1 Ontstaan en loop van het geding
De heffingsambtenaar heeft de aanslagen forensenbelasting 2020 opgelegd.
Belanghebbende heeft bezwaar gemaakt. De heffingsambtenaar heeft uitspraak op bezwaar gedaan en het bezwaar ongegrond verklaard.
Belanghebbende heeft tegen deze uitspraak beroep ingesteld bij de rechtbank.
De rechtbank heeft het beroep ongegrond verklaard.
Belanghebbende heeft tegen deze uitspraak hoger beroep ingesteld bij het hof. De heffingsambtenaar heeft een verweerschrift ingediend.
Belanghebbende heeft vóór de zitting nadere stukken ingediend. Deze stukken zijn doorgestuurd naar de heffingsambtenaar.
De zitting heeft plaatsgevonden op 9 juni 2023 in ’s-Hertogenbosch. Voor de zitting heeft de heffingsambtenaar laten weten dat hij niet zal verschijnen. Belanghebbende en zijn gemachtigde [gemachtigde] zijn wel verschenen.
Belanghebbende heeft tijdens de zitting een pleitnota voorgelezen en exemplaren daarvan overgelegd aan het hof. Een afschrift van de pleitnota is gelijktijdig met deze uitspraak aan de heffingsambtenaar gestuurd.
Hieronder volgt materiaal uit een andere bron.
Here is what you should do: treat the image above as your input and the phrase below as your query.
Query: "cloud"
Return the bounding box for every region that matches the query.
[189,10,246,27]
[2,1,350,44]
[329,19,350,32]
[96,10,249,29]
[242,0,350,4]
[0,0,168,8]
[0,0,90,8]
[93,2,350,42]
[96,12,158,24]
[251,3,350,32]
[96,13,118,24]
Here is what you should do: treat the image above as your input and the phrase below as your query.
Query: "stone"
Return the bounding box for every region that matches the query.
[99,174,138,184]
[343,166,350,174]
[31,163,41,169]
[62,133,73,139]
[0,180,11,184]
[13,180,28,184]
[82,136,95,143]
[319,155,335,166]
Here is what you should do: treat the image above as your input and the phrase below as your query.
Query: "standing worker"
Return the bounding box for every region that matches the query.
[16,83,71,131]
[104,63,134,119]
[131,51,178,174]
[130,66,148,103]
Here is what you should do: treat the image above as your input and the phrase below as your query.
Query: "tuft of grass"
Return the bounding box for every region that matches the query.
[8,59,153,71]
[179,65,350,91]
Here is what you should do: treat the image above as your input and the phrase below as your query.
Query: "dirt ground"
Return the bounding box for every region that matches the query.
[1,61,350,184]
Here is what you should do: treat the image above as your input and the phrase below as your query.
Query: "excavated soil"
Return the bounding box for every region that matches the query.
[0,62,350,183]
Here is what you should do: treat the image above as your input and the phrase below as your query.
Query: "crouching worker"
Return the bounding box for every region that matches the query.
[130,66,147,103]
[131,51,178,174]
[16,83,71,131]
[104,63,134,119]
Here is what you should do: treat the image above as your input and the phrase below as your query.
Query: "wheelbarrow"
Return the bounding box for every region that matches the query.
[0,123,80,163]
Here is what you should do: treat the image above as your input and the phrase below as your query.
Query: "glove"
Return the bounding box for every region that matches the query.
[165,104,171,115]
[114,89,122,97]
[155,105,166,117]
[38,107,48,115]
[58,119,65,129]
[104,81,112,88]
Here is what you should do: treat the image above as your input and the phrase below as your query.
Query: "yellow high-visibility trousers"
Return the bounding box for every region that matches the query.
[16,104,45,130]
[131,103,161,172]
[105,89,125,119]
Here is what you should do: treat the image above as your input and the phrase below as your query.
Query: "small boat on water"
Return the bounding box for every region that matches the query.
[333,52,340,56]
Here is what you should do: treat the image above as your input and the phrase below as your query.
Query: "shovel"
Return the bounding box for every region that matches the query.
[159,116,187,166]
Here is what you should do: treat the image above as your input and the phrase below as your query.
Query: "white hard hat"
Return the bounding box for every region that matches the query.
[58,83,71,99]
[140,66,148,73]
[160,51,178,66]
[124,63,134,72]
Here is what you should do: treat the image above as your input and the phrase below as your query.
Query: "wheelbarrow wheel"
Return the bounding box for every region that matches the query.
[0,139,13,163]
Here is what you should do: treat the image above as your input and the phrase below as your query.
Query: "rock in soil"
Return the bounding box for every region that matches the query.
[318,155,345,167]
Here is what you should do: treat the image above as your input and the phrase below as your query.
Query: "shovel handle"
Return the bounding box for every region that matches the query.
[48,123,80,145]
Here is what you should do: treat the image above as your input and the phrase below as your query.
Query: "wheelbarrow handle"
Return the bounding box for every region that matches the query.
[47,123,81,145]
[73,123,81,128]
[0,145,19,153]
Het hof heeft aan het einde van de zitting het onderzoek gesloten.
2 Feiten
Sinds 1983 is belanghebbende eigenaar van de woning gelegen aan [adres 1] in het buurtschap [buurtschap] nabij [plaats 1] (hierna: de woning).
Belanghebbende heeft zijn hoofdverblijf in de gemeente [woonplaats] .
In 2019 werd de forensenbelasting geheven naar een vast tarief van € 129 en een variabel tarief van 0,23% over de WOZ-waarde.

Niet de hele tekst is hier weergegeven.